Identification of subgroups of early-stage mycosis fungoides patients with increased itch and impaired quality of life

Introduction: Mycosis fungoides (MF), Sézary syndrome (SS) and other cutaneous T-cell lymphomas (CTCLs) can have a severe impact on quality of life (QoL) and itch, but early MF is insufficiently investigated despite representing most patients. This single center study investigated associations between QoL/itch/depressive symptoms and clinical phenotypes in patients with CTCL with particular focus on early MF-stages.

Methods: Patients were included during routine dermatological care. The primary outcomes included Dermatology Life Quality Index (DLQI), EuroQoL 5D (EQ-5D) index, Montgomery-Åsberg Depression Rating Scale – Self report (MADRS-S), and itch measured with a visual analogue scale (VAS-itch).

Results: In the total CTCL cohort (n=76), median EQ-5D index was impaired in female vs male patients (0.73 vs 0.85, p = 0.040). Among early MF patients (n=58), increased disease activity correlated with impaired DLQI (r = 0.413, p = 0.0014) and EQ-5D index (r = -0.317, p = 0.0161). Early MF patients with plaques vs only patches reported impaired EQ-5D index (median 0.725 vs 0.848, p = 0.0032) and increased itch (median VAS 3.27 vs 0.43, p = 0.0006). MF patients with stage IB vs IA reported impaired DLQI (median 5.00 vs 1.00, p = 0.0006), impaired EQ-5D index (median 0.725 vs 0.848, p = 0.0040) and increased itch (median VAS 3.37 vs 0.54, p = 0.0487).
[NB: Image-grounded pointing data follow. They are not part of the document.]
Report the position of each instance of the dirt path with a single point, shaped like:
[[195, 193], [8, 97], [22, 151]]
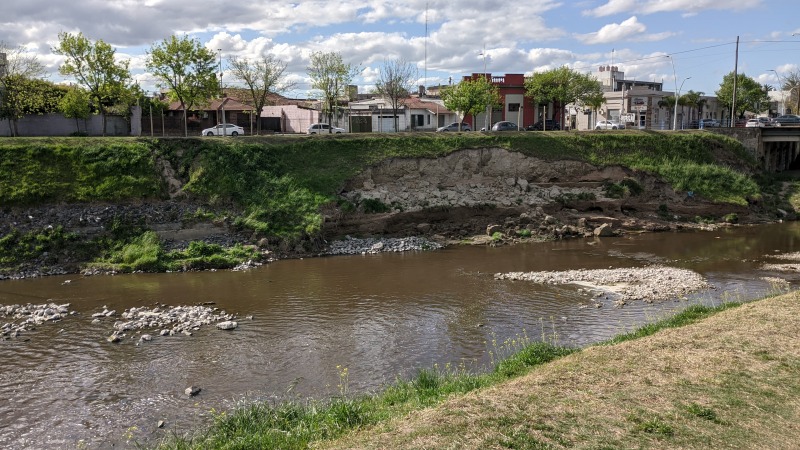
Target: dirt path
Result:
[[730, 381]]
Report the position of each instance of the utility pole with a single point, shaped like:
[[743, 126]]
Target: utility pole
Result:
[[735, 76]]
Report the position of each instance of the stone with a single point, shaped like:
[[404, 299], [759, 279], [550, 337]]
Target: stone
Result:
[[492, 229], [604, 230], [191, 391], [227, 325]]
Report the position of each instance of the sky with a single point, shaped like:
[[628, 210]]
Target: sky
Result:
[[693, 41]]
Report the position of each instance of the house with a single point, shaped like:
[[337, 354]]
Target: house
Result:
[[416, 113]]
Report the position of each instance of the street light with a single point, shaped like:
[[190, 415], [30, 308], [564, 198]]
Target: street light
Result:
[[485, 119], [783, 102], [221, 100]]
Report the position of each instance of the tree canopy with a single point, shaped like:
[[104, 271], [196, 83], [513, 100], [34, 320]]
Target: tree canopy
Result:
[[395, 83], [330, 75], [471, 96], [562, 86], [16, 96], [261, 77], [95, 68], [186, 69], [750, 96]]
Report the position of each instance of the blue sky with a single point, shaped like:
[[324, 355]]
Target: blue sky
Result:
[[444, 38]]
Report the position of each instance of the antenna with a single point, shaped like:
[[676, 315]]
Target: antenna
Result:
[[425, 77]]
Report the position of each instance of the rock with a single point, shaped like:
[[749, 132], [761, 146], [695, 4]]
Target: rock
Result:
[[492, 229], [191, 391], [604, 230], [227, 325]]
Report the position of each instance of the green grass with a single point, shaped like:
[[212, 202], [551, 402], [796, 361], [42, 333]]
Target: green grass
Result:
[[298, 424]]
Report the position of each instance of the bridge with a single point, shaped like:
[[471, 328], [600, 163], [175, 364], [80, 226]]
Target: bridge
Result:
[[776, 148]]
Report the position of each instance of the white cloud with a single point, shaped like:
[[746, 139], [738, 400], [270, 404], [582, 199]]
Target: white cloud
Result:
[[687, 7], [614, 32]]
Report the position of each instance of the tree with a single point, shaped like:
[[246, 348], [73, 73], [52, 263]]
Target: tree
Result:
[[471, 96], [594, 101], [75, 105], [186, 69], [21, 67], [791, 83], [331, 76], [395, 83], [561, 87], [262, 77], [94, 67], [750, 95]]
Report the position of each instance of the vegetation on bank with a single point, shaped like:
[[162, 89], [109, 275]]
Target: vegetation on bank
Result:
[[299, 425], [277, 186]]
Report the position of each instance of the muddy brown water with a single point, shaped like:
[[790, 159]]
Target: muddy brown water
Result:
[[381, 316]]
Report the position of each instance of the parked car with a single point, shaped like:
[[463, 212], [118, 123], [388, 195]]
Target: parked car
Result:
[[704, 123], [549, 124], [505, 126], [323, 128], [455, 127], [787, 120], [608, 125], [758, 122], [224, 129]]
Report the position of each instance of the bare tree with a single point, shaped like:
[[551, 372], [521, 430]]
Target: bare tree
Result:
[[263, 76], [16, 68], [330, 75], [395, 83]]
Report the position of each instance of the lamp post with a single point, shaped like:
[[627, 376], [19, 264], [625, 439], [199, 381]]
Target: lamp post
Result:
[[221, 100], [485, 119], [780, 83]]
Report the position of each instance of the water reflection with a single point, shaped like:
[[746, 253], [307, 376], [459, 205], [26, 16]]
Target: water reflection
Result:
[[379, 315]]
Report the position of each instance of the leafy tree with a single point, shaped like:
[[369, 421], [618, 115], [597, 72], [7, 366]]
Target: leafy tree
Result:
[[331, 76], [21, 67], [75, 105], [471, 96], [594, 101], [187, 70], [395, 83], [750, 95], [94, 67], [791, 83], [262, 77], [561, 87]]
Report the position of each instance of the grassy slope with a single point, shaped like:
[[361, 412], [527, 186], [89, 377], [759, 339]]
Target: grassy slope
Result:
[[729, 381]]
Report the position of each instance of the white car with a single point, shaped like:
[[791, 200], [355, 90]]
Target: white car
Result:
[[224, 129], [758, 122], [323, 128], [608, 125]]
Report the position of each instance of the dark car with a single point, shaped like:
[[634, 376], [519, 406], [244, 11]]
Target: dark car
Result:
[[788, 120], [455, 127], [548, 124], [505, 126]]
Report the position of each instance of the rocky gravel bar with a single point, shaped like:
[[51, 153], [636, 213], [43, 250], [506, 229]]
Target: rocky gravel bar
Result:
[[27, 317], [652, 283], [167, 320], [354, 246]]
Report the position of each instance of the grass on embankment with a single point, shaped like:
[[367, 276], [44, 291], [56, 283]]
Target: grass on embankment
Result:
[[724, 377], [276, 186]]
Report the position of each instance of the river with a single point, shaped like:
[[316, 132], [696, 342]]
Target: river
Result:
[[381, 316]]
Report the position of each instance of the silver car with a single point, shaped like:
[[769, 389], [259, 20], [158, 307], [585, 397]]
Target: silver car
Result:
[[224, 129], [323, 128]]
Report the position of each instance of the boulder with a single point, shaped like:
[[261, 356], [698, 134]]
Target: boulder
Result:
[[227, 325], [604, 230]]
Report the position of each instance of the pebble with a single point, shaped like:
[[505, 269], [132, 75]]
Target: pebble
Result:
[[652, 283], [354, 246]]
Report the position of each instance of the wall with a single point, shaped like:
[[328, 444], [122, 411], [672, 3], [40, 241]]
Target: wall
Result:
[[58, 125]]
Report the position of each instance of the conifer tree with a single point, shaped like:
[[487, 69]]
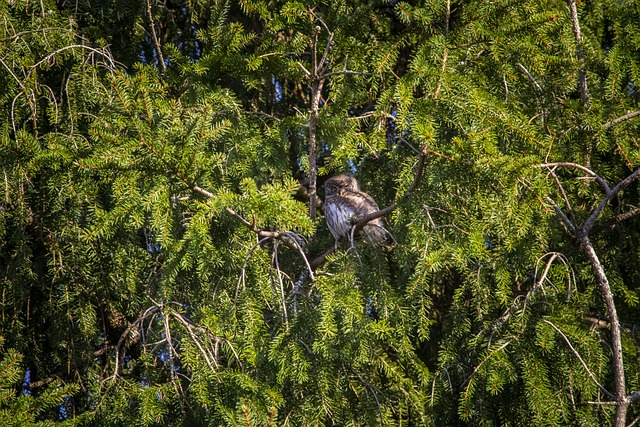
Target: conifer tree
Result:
[[164, 258]]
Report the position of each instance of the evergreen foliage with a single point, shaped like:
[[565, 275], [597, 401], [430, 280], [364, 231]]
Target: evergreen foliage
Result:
[[162, 262]]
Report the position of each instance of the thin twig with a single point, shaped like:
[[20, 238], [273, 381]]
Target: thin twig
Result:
[[582, 75], [156, 41], [584, 365], [621, 119]]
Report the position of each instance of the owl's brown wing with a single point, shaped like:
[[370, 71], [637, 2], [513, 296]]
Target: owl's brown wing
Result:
[[342, 210], [338, 212]]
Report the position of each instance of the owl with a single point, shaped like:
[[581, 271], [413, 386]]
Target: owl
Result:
[[345, 204]]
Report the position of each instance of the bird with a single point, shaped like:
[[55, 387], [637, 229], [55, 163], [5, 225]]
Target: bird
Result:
[[345, 204]]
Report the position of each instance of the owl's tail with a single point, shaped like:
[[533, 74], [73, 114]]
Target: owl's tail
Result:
[[378, 235]]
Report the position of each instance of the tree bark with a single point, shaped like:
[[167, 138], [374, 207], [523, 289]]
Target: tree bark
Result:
[[616, 337]]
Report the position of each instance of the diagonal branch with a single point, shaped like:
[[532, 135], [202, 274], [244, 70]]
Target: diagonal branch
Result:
[[621, 119], [584, 365], [582, 75]]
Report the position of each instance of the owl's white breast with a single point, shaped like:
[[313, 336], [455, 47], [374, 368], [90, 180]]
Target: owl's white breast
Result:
[[338, 217]]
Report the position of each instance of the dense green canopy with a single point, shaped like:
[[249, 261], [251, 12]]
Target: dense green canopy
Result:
[[163, 254]]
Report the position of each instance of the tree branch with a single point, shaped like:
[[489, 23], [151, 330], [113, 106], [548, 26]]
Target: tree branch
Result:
[[584, 365], [582, 75], [621, 119], [156, 41]]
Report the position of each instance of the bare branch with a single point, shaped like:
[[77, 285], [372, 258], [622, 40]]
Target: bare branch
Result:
[[533, 80], [584, 365], [582, 75], [598, 210], [345, 72], [156, 41], [621, 119], [584, 169], [563, 217], [616, 338]]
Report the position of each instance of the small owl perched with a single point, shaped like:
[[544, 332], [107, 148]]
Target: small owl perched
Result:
[[345, 204]]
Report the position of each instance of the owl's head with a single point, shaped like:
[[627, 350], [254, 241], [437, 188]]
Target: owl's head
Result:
[[340, 183]]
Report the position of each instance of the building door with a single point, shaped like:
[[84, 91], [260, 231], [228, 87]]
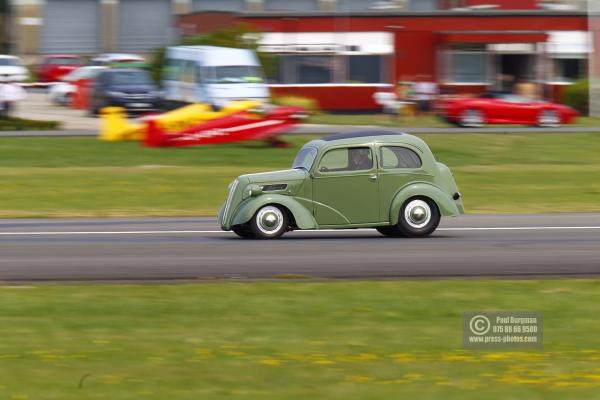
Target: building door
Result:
[[71, 26], [518, 66], [144, 25]]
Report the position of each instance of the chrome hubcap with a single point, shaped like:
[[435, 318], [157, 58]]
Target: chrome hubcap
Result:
[[269, 220], [472, 118], [417, 213]]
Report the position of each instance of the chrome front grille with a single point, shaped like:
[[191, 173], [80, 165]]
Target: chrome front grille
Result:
[[227, 206]]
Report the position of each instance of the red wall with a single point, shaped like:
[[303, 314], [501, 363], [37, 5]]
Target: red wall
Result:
[[507, 4], [415, 54], [335, 97], [417, 40]]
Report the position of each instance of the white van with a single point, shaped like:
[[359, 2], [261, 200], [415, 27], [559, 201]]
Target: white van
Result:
[[214, 75]]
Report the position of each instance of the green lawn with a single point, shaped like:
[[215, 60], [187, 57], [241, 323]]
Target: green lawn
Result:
[[302, 340], [52, 177]]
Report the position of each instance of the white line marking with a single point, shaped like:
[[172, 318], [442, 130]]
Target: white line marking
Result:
[[508, 228]]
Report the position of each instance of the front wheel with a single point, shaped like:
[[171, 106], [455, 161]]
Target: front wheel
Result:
[[243, 231], [269, 222], [419, 217]]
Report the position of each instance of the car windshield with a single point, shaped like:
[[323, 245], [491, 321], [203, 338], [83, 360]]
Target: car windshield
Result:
[[65, 61], [515, 98], [305, 158], [9, 62], [83, 73], [238, 74], [125, 78]]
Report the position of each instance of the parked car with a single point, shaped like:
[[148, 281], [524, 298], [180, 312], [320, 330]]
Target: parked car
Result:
[[54, 67], [213, 75], [504, 108], [12, 69], [62, 92], [131, 89], [382, 180], [112, 59]]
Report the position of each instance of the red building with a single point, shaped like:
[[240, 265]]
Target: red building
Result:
[[342, 60]]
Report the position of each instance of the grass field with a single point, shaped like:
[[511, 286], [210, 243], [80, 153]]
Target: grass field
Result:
[[302, 340], [76, 177]]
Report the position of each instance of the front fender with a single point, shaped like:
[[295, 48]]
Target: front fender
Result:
[[447, 206], [302, 216]]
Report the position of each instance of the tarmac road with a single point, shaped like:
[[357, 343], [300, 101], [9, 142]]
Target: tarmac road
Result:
[[194, 248]]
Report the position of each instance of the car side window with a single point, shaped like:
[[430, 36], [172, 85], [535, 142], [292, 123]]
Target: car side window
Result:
[[347, 159], [399, 157]]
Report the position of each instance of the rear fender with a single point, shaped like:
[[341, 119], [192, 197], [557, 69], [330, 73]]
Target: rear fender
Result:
[[446, 205], [302, 216]]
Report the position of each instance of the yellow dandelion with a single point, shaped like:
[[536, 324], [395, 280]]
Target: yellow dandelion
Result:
[[270, 361]]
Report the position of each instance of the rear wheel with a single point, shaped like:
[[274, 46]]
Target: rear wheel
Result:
[[419, 217], [548, 119], [269, 222], [472, 118], [243, 231]]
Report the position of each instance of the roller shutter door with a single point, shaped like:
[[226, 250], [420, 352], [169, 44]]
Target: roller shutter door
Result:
[[71, 26], [356, 5], [144, 24], [291, 5], [219, 5]]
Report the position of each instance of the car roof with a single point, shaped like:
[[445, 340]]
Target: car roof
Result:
[[368, 137], [118, 70]]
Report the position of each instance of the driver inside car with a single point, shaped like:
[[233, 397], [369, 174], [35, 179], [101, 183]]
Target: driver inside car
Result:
[[360, 160]]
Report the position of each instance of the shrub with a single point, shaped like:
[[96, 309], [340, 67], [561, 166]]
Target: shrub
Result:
[[307, 103], [577, 96], [17, 124]]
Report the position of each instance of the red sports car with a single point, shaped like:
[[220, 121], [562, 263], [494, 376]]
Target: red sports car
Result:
[[53, 68], [504, 108]]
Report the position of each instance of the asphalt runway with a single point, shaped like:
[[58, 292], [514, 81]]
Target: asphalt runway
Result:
[[164, 249]]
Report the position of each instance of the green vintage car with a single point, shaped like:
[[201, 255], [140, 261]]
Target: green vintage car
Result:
[[383, 180]]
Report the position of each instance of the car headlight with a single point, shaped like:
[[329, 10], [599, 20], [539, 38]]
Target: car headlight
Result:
[[116, 94], [251, 191]]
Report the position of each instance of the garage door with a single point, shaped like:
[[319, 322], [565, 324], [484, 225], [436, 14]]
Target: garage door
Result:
[[356, 5], [288, 5], [144, 25], [71, 26], [219, 5]]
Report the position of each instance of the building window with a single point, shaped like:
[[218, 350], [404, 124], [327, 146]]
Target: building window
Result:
[[365, 69], [358, 5], [467, 67], [323, 69], [289, 5], [568, 69], [219, 5]]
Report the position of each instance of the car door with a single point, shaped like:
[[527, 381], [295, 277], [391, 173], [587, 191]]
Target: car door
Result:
[[400, 165], [345, 187]]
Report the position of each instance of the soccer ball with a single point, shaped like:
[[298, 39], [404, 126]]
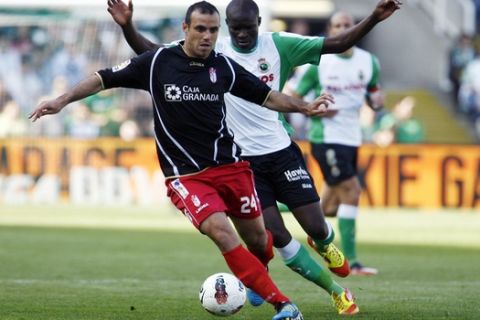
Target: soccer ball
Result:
[[222, 294]]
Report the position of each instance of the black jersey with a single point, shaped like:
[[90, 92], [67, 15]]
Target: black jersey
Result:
[[189, 111]]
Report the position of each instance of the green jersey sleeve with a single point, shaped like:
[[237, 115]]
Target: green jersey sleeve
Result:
[[296, 50], [308, 81], [375, 74]]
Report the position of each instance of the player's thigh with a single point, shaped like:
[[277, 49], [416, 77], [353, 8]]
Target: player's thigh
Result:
[[312, 220], [252, 231], [288, 178], [195, 198], [275, 224], [218, 228], [235, 185], [337, 162], [330, 200], [348, 191]]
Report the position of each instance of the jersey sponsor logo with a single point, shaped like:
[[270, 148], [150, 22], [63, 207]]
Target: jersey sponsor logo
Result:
[[361, 76], [267, 77], [297, 174], [213, 74], [180, 188], [349, 87], [121, 66], [196, 64], [263, 66], [174, 93], [195, 201]]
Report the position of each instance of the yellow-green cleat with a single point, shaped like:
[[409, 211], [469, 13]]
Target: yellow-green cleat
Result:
[[337, 263], [345, 303]]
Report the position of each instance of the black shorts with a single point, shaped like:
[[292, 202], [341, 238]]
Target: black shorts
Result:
[[282, 176], [337, 162]]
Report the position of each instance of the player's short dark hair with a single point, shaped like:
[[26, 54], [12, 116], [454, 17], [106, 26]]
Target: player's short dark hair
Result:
[[243, 6], [203, 7]]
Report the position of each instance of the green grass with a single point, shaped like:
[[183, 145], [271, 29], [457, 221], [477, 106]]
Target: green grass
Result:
[[152, 267]]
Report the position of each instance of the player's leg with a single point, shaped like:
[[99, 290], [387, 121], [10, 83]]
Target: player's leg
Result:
[[341, 195], [293, 185], [348, 192], [237, 189]]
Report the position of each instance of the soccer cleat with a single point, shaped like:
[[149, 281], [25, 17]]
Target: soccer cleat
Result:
[[254, 299], [360, 270], [345, 303], [334, 258], [288, 311]]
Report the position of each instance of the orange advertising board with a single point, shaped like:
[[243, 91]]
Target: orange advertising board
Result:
[[410, 176]]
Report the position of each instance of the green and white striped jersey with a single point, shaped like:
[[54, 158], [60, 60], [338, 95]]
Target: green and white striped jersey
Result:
[[348, 79], [260, 131]]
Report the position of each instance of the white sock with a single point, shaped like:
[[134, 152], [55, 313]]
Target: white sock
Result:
[[290, 250], [347, 211]]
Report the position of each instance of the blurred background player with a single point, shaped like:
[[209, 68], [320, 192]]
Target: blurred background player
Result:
[[205, 177], [264, 140], [351, 77]]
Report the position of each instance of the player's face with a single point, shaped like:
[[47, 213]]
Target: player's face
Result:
[[339, 23], [243, 29], [201, 34]]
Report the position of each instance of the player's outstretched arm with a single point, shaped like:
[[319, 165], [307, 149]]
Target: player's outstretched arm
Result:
[[83, 89], [348, 38], [283, 103], [122, 14]]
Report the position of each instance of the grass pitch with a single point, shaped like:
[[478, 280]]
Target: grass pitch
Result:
[[139, 263]]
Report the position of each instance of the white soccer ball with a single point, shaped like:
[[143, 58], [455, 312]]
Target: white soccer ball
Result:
[[222, 294]]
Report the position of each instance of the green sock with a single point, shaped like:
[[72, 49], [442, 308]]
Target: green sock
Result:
[[322, 244], [346, 227], [303, 264]]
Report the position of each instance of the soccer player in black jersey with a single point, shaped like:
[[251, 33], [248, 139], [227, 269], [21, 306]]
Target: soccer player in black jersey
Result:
[[277, 162], [205, 177]]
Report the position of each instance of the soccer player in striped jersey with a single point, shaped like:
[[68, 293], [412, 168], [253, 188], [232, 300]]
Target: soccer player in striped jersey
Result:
[[206, 178], [352, 77], [278, 165]]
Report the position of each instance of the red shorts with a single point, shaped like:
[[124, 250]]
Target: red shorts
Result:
[[226, 188]]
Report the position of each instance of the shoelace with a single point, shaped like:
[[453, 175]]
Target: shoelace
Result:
[[333, 255]]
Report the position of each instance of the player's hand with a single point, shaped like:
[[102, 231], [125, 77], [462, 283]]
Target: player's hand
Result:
[[385, 8], [120, 12], [319, 106], [376, 100], [44, 108]]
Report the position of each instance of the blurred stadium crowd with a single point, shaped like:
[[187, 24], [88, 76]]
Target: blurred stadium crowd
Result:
[[40, 61]]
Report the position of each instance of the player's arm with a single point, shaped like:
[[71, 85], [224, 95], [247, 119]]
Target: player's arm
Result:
[[348, 38], [133, 73], [283, 103], [122, 14], [83, 89], [375, 98]]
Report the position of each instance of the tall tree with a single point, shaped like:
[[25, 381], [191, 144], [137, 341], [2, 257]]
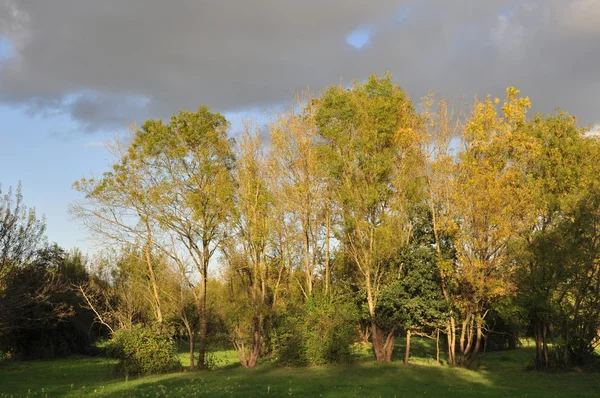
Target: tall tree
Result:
[[300, 180], [249, 266], [491, 202], [370, 135], [21, 232], [188, 163]]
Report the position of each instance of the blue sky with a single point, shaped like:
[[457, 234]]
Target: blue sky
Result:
[[47, 157], [72, 74]]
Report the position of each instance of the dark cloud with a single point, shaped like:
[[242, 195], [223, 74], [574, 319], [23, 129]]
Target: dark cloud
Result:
[[106, 63]]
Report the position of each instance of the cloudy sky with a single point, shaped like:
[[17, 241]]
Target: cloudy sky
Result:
[[74, 73]]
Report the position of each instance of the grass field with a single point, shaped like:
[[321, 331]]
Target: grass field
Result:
[[499, 374]]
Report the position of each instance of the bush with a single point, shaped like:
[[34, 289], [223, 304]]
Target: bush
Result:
[[143, 350], [321, 333]]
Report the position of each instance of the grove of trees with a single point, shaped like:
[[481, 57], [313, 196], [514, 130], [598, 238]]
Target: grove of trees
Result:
[[354, 215]]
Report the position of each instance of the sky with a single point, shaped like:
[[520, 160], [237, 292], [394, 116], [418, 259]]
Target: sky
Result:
[[74, 74]]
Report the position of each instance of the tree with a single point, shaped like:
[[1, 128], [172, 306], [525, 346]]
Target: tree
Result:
[[21, 232], [491, 203], [247, 251], [41, 315], [188, 164], [561, 175], [370, 138], [300, 179]]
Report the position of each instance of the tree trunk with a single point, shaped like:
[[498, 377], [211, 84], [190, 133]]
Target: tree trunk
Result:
[[407, 352], [190, 333], [382, 349], [437, 347], [328, 232], [249, 358], [479, 334], [157, 305], [203, 319], [451, 335]]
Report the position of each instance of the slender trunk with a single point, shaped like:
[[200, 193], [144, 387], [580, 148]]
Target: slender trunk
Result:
[[567, 342], [451, 337], [157, 306], [437, 347], [539, 345], [407, 352], [545, 344], [328, 232], [382, 349], [478, 337], [202, 312], [190, 333], [249, 356]]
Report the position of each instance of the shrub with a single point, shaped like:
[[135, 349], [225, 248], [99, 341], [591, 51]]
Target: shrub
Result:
[[144, 350], [320, 333]]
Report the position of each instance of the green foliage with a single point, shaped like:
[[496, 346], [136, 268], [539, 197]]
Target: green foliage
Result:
[[42, 316], [144, 350], [321, 332], [501, 375]]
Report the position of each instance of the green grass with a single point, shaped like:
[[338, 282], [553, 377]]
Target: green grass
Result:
[[499, 374]]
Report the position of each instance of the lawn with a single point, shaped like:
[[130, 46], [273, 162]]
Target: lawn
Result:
[[499, 374]]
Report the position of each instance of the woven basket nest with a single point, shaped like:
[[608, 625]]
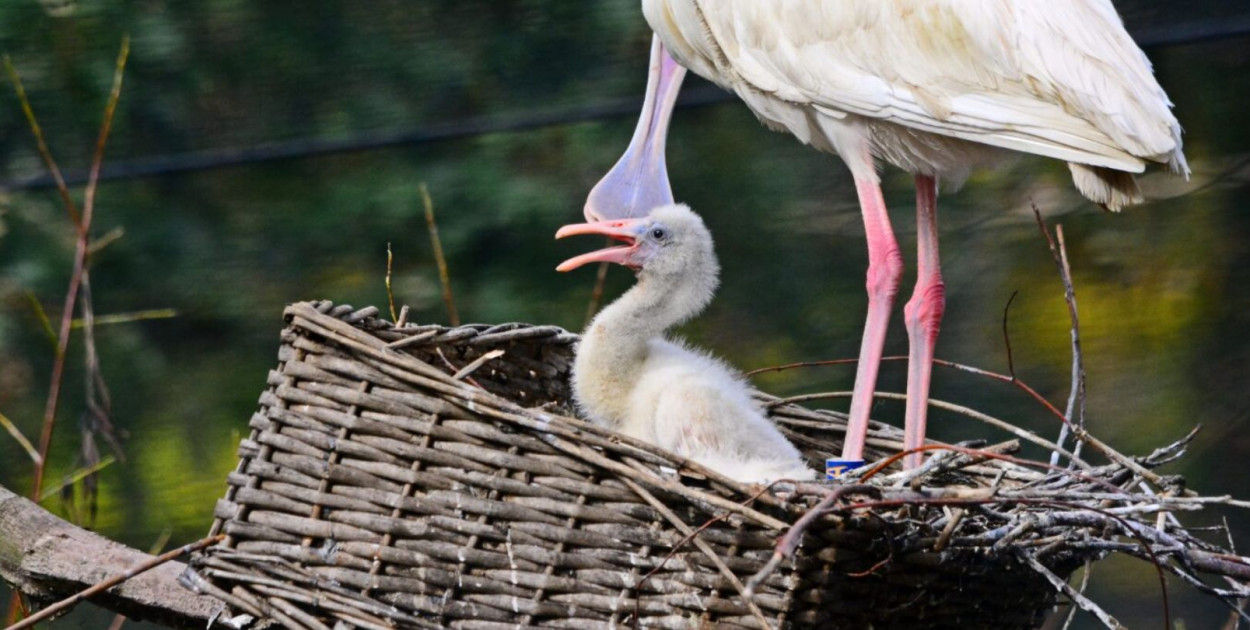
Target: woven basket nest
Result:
[[429, 476]]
Discussion: Although early MF patients reported generally a mild impact on QoL, this study highlights the need for disease management optimization for subgroups of early MF patients, including those with plaques, stage IB and higher disease activity.

1 Introduction

Cutaneous T cell lymphoma (CTCL) is a heterogeneous group of malignancies with variable clinical presentation and prognosis. The most common CTCL subtype, mycosis fungoides (MF), accounts for nearly 60% of all CTCL cases (1). Other subtypes include Sézary syndrome (SS), lymphomatoid papulosis (LyP) and primary cutaneous anaplastic large cell lymphoma (PC-ALCL). Approximately 70% of MF patients are diagnosed at early clinical stages IA–IIA, characterized by patch and/or plaque lesions of the skin and no or limited systemic spread of the disease (2). The prognosis for early-stage MF is generally good with a 10-year overall survival of 52–88%, but 16% of the patients progress to advanced-stage disease within five years of diagnosis (3, 4). As there are no curative treatments for early-stage MF, the aim of the available therapies is to prevent disease progression, control symptoms, and promote high quality of life (QoL).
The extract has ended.